[Hardware] Enable Intel Gaudi (HPU) support by shepark · Pull Request #1066 · LMCache/LMCache

shepark · 2025-07-15T21:30:22Z

Enable Intel Gaudi HPU support.
There is corresponding PR (HabanaAI/vllm-fork#1369) in vllm-fork.
The PR in vllm-fork has examples utilizes lmcache. (ex: PD use case)
We need this changes in.

install lmcache based on hpu components
PT_HPU_GPU_MIGRATION=1 pip install -e .

YaoJiayi · 2025-07-17T05:48:03Z

+                hd_shape = h*d
+                for i in range(len(kvcaches)):
+                    kvcaches[i][0].view(b, hd_shape).index_copy_(0, slot_mapping[start:end], tmp_gpu_buffer[0][i])
+                    kvcaches[i][1].view(b, hd_shape).index_copy_(0, slot_mapping[start:end], tmp_gpu_buffer[1][i])

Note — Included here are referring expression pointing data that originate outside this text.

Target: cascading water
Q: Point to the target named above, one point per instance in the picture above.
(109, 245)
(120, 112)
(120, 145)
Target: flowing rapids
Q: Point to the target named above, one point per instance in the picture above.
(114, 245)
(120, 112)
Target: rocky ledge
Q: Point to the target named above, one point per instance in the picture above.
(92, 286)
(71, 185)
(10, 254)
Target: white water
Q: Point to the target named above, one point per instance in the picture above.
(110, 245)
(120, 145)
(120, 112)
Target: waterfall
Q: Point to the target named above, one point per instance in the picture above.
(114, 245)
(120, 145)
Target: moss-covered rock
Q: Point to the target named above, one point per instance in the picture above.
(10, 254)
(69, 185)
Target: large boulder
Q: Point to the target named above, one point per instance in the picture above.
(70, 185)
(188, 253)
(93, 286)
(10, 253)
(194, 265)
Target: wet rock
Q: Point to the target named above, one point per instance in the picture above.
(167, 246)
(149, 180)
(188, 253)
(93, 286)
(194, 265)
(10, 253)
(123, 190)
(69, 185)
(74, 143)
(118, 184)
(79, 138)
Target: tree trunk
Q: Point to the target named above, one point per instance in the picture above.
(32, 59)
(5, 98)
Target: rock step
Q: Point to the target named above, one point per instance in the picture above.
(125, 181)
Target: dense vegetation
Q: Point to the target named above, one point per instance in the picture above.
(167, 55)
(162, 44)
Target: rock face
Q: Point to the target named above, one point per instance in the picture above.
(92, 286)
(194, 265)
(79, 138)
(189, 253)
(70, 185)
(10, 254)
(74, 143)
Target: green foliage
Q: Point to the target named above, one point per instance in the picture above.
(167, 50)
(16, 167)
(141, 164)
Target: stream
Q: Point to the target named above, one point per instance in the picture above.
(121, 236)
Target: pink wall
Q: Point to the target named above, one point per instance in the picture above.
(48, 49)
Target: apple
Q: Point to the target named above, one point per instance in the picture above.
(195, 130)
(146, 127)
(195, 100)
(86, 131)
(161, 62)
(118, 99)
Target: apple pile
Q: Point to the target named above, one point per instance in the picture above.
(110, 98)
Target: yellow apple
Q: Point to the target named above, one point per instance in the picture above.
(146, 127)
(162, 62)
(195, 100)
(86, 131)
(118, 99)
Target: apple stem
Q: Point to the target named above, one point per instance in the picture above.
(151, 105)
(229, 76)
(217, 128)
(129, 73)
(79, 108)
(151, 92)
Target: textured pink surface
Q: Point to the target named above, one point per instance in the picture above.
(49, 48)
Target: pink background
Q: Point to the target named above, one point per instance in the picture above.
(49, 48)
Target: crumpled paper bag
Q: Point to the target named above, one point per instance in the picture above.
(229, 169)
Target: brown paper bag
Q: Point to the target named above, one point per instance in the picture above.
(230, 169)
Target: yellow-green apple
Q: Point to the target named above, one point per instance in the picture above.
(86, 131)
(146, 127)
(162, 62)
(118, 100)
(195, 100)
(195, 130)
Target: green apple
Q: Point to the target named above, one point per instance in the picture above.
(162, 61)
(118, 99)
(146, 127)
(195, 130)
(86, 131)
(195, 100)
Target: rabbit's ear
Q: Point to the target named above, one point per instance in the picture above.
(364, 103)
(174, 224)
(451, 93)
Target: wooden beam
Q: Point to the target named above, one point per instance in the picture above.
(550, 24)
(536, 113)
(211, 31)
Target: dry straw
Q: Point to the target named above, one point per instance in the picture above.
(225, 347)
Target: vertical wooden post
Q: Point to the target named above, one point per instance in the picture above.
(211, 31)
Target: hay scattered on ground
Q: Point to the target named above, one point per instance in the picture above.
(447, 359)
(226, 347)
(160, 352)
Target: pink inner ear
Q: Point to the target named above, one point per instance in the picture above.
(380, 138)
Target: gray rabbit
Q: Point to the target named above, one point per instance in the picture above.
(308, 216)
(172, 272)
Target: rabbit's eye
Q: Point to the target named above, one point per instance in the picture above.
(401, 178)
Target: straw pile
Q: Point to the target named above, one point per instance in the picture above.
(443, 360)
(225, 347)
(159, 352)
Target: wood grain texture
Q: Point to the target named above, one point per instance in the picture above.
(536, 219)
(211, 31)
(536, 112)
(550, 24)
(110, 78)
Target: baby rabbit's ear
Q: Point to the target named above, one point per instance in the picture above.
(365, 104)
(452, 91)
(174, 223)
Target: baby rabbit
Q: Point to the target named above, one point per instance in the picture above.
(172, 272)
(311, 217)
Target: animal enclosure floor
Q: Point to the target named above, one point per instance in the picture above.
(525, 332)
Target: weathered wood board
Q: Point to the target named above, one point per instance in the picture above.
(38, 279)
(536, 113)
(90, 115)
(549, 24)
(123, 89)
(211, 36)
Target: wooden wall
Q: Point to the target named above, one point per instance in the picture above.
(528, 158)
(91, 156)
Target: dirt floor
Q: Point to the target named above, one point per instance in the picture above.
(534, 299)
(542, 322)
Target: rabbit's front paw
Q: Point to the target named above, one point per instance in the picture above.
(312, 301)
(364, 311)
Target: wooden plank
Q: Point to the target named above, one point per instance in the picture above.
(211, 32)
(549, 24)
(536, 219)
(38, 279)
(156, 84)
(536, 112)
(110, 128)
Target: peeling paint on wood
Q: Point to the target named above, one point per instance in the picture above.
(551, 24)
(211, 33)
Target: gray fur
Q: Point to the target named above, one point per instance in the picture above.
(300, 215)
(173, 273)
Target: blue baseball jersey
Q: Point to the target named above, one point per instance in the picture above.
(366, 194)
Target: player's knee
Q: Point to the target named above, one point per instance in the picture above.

Instead of having a bunch of if-else (also the following), why not having an HPUConnector?

@YaoJiayi Thank you for the review and suggestion. That'd be good too.
Simply, the changes here is for providing different path when lmc_ops is not exist, for kv cache transfer as you know.
Right, it looks "bunch of" but it's clearly distinguishable and only in "to_gpu" and "from_gpu".
If we have new hpu_connector, then there might be much more codes to select hpu_connector in case in multiple locations.
But, this is the first changes, so we will consider to have separate connector for hpu definitely.

shepark · 2025-07-17T15:12:50Z

@YaoJiayi I see 2 failing checks.
The 1st one is canceled by you.
The 2nd one is a failed by some permission issue.
Can you check this out?
I'm not sure whether this is something I can fix or not.
Thank you.

--
| # Host "github.com" already in list of known hosts at "/root/.ssh/known_hosts"
| $ git clone -v -- git@github.com:LMCache/LMCache.git .
| Cloning into '.'...
| git@github.com: Permission denied (publickey).
| fatal: Could not read from remote repository.
|
| Please make sure you have the correct access rights
| and the repository exists.
| ⚠️ Warning: Checkout failed! cloning git repository: exit status 128 (Attempt 3/3)
| # Removing /var/lib/buildkite-agent/builds/unit-end-to-end-test-2-2/lmcache/lmcache-vllm-integration-tests
| # Creating "/var/lib/buildkite-agent/builds/unit-end-to-end-test-2-2/lmcache/lmcache-vllm-integration-tests"
| 🚨 Error: cloning git repository: exit status 128

shepark · 2025-07-19T15:35:30Z

@YaoJiayi all test passed, can you review this pr again?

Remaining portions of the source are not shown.